In around 2013 I sold the house, which after paying the estate agents fees and leaving furniture in the house I made a slight loss on.

I had to jump through hoops with the IRS before they would release all of the money from the sale (they withheld around 20 % of the sale proceeds until I put in a tax return the following year). As I was awaiting all the proceeds to be released I left the whole amount I got from the sale in a US bank. About 1 year later I recovered the withheld amount but then had difficulties in the US bank transferring the amount to my UK about.

Anyway to cut along story short I bought dollars when the rate was good (at around $1.90 to £1) and sold (in 2016) after Brexit vote (rate of about $1.25 to £1).

Do I have to pay tax for the gain I have made, if I do will if be capital gains tax and at what rate.
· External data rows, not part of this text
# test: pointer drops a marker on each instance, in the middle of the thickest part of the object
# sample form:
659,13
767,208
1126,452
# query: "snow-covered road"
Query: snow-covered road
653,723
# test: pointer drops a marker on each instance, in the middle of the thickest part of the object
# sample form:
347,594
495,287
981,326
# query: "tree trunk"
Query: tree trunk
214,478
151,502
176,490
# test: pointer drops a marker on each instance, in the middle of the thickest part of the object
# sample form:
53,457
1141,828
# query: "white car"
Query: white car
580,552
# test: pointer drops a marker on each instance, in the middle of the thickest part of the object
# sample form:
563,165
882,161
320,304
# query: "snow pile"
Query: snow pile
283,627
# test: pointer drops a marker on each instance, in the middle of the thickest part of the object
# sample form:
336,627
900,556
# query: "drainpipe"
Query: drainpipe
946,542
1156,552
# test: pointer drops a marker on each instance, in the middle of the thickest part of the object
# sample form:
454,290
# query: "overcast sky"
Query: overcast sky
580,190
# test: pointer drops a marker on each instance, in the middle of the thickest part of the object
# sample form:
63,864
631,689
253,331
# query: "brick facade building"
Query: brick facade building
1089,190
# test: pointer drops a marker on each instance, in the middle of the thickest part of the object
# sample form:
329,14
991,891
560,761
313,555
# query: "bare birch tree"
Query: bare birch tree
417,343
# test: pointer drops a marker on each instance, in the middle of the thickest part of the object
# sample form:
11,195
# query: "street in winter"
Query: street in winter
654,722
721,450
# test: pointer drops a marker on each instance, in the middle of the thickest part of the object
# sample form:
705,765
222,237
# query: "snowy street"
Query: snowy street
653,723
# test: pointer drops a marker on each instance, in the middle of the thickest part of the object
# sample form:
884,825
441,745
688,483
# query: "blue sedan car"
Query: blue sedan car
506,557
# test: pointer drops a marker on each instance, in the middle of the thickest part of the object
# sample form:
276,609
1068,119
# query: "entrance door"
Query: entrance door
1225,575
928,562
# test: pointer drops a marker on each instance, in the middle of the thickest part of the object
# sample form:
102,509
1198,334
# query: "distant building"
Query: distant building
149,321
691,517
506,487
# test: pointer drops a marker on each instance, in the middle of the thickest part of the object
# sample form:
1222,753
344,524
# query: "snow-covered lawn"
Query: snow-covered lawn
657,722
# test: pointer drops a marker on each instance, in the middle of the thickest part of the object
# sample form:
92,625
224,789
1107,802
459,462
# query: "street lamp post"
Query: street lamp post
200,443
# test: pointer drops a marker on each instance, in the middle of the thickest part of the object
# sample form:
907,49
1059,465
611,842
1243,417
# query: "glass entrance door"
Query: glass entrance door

Thanks in advance for any assistance.

  • 3
    This is one of those rare cases that IRS red tape actually helped someone. Congrats. Jun 12, 2017 at 13:46
  • One way or another, you earned more of your home currency in proceeds than you paid for your house. It is very, very likely to be taxable [though not confident enough in UK tax to say so]; the main question will be whether you are allowed to consider it additional proceeds on your house [which is likely good as likely capital gains taxes would be less than regular income], or as a separate gain/income calculation. Jun 12, 2017 at 15:23

1 Answer 1


Disclaimer: I am neither a lawyer nor a tax-expert

This page on the HMRC site lists several pages that appear to be relevant, starting with CG78401 - Foreign currency: delayed remittances and on to CG78408 - Foreign currency: example which seems pertinent to your case [paraphrased]:

A property bought in 1983 is sold for a [taxable] gain in one tax-year (1986/87) but the proceeds cannot be released/remitted to the UK until later (1991/92), by which time currency fluctuations have created a second [taxable] gain.

The size of the first gain (selling the property) is determined by the exchange rate in effect at the time of the sale but because of local restrictions, this can be deferred. The size of the second gain (currency movement) is determined by the change in exchange-rate between the time of the sale and the time of conversion.

In your case, the first "gain" was actually a loss, so I believe you should be able to use this to offset any tax due second gain. This page states that losses can be claimed up to four years after the end of the tax-year in which they were incurred, so you are probably still OK.

(The example makes application under TCGA92/S279 to defer the gain made on the original sale [because of the inability to transfer funds], but as I understand it, this is primarily to avoid a tax liability in that year. Since you made a loss on the sale, there wouldn't have been a tax liability, so there would be no need to defer it).